The trustees of Roxbury Latin School in Boston, New England, met a month ago to fill a vacancy on their board, and among the alumni suggested as possibilities was James Bryant Conant. They rejected him on the ground that he wasn't well enough known. Three weeks later he was made president of Harvard, and were their faces red!

Scientists were just about as much surprised as the Roxbury trustees. Among his colleagues, Professor Conant has always been regarded as one who would be faithful to science forever, a dashing and daring fellow rather than a plodder, a little unorthodox, perhaps, but wedded to chemistry. "Why on earth--?" asked his intimates. "I guess it's my sense of adventure," he replied. It is generally agreed he is a great loss to science. In research, his guesses at explanations and results were uncannily accurate.
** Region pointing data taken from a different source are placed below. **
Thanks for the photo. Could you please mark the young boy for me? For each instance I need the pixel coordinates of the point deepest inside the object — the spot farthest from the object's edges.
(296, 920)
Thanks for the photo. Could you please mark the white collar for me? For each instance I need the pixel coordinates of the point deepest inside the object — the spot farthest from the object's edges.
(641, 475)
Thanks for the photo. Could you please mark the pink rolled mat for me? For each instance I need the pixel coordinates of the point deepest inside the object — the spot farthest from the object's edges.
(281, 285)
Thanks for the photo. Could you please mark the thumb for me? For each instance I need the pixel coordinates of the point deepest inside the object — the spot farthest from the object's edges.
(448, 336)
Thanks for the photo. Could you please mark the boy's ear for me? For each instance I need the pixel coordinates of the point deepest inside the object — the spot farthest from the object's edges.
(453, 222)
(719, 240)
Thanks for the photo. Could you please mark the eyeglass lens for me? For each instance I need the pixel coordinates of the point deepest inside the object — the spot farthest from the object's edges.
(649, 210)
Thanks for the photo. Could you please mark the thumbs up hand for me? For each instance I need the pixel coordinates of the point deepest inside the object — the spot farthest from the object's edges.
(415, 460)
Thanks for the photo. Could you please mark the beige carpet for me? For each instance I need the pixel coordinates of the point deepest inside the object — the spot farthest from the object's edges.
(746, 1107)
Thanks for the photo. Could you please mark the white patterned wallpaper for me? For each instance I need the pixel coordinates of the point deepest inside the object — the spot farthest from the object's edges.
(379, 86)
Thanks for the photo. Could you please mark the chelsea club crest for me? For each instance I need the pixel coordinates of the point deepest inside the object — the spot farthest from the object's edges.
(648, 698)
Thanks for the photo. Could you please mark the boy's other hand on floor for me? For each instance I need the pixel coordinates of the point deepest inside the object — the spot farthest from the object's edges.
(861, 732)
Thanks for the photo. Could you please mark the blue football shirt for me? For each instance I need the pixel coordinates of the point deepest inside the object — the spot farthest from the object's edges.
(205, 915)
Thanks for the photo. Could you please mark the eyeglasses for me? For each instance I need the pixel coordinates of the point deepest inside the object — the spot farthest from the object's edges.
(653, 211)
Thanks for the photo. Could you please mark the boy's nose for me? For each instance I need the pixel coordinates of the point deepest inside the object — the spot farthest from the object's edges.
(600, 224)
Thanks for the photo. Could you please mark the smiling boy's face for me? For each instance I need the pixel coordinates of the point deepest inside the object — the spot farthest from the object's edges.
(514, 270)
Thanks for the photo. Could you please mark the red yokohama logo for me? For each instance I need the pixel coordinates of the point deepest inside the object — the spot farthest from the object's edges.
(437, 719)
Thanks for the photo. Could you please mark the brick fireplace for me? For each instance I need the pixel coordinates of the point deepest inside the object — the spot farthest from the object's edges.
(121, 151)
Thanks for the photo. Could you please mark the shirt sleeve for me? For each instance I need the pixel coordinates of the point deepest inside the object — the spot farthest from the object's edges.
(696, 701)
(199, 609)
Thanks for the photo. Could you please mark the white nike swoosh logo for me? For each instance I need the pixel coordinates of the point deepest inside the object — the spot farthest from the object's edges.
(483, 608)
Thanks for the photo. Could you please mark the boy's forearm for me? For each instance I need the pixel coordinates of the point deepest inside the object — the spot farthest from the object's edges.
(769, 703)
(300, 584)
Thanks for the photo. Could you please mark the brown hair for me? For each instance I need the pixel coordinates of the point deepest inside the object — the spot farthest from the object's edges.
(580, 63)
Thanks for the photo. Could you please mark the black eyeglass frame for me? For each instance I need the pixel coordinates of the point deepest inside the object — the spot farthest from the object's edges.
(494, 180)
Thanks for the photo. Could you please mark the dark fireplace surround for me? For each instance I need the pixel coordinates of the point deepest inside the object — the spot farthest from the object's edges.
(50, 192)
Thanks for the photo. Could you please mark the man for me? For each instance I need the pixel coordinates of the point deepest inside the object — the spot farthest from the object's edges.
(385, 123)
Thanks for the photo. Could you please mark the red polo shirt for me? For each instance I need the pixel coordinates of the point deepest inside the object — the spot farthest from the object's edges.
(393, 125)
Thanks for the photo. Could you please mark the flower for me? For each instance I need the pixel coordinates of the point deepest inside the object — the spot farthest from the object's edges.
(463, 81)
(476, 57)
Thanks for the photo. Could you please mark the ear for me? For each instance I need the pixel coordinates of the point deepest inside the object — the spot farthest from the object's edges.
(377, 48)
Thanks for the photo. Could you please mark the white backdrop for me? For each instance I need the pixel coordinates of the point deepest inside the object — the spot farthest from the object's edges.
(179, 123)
His students claimed, a bit resentfully, that he had an intuitive flair for chemistry, as some men have a flair for chemistry, as some men have a flair for music or verse. He worked here and there in half a dozen scattered fields, but any feeling that he was dilettantish in any is not justified by the sober worth of more than a hundred scientific papers he has written. He has been interested in chemistry since he was fourteen. At fifteen, while in the Roxbury School, he was giving shows for the neighborhood boys, billing himself as "Young Edison" and charging admission. He turned water into wine, made smells and explosions, and devoted the proceeds to buying new laboratory equipment. In 1915, after he had graduated from Harvard, a rubber company wanted him to be head of a research laboratory in Ohio. He visited their plant and then told them off. "I'm going to be married," he said, "and the kind of woman I'd marry wouldn't live in Ohio. If she did, I wouldn't marry her." He has an intense affection for New England and for Harvard. The girl he was going to marry was the daughter of Professor Richards of Harvard, a Nobel Prize-winner in chemistry. Or that's the girl he did marry, at any rate.

Conant has never owned an automobile. He likes mountain-climbing, tramping, and beer. He has seen just one movie: "Arrowsmith." He reads the radical publications and was sufficiently interested in economics to investigate thoroughly the Russian five-year plan. He is a member of the Harvard Republican Club but voted for Roosevelt, after considering Thomas. His admiration for the President has grown, and he is gratified that he seeks advice from college professors. --The New Yorker.